Since leaving Arizona, Kihlstrom
has not had the opportunity to teach personality. But as a
member of both the cognition and social/personality programs
at Berkeley, as well as the undergraduate interdisciplinary
major in Cognitive Science (which he directed for 5 years), he
has included personality in his courses on social cognition.
The basic principle of cognitive social psychology is that
people’s behavior is determined by their mental representation
of the situation they are in; and so we need to know about the
cognitive processes by which those mental representations are
constructed. The course is structured like a standard
cognitive psychology course – perception, learning and memory,
language, reasoning, judgment, and decision-making,
neuroscience, and development – except that the objects of
cognition are social in nature: persons, situations, and the
behavior exchanged in them.

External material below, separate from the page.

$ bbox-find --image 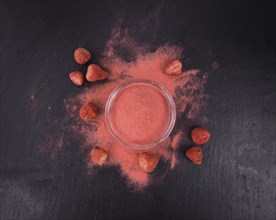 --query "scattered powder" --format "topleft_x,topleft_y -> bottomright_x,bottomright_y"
60,25 -> 207,188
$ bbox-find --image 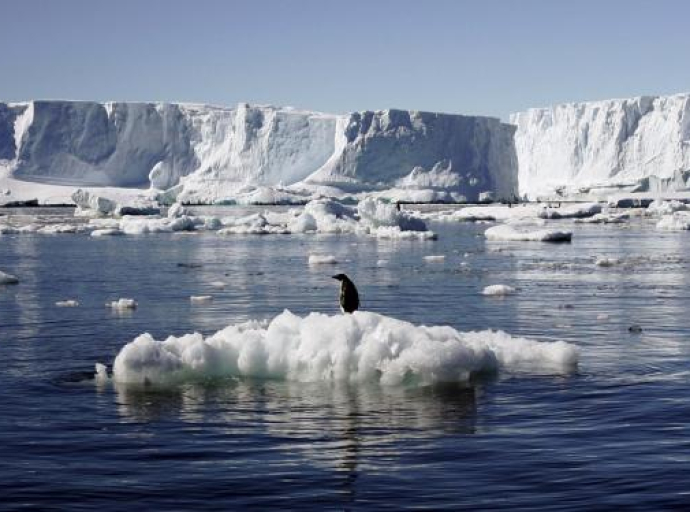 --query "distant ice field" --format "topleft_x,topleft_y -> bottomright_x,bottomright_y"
0,206 -> 690,510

In his view, individual
differences in social behavior – the public expression of
private personality – are caused by individual differences in
social cognition – which brings us back to social
intelligence, personal constructs, and the social learning
processes by which our knowledge and beliefs about ourselves
and others are acquired.
Conclusion
Kihlstrom never did get around to
quantifying the concepts of existentialist theories of
personality, but he did carry the essential features of that
viewpoint throughout his career. His research on hypnosis led
him to develop an interest in the problem of unconscious
mental life and to the view that consciousness – our awareness
of ourselves and our place in the universe and our ability to
determine our own actions – is the central feature of human
personhood. His work memory led to his view of the self as
one’s mental representation of oneself (Kihlstrom and Cantor 1984), the role of the self in
conscious experience (Kihlstrom 1997),
and the critical contribution of autobiographical memory to
personal identity. And his work on social cognition led him to
appreciate how much of the social world is a creation of
individual and collective consciousness and the role of
cognitive processes in creating the situations in which our
experience, thought, and action occur.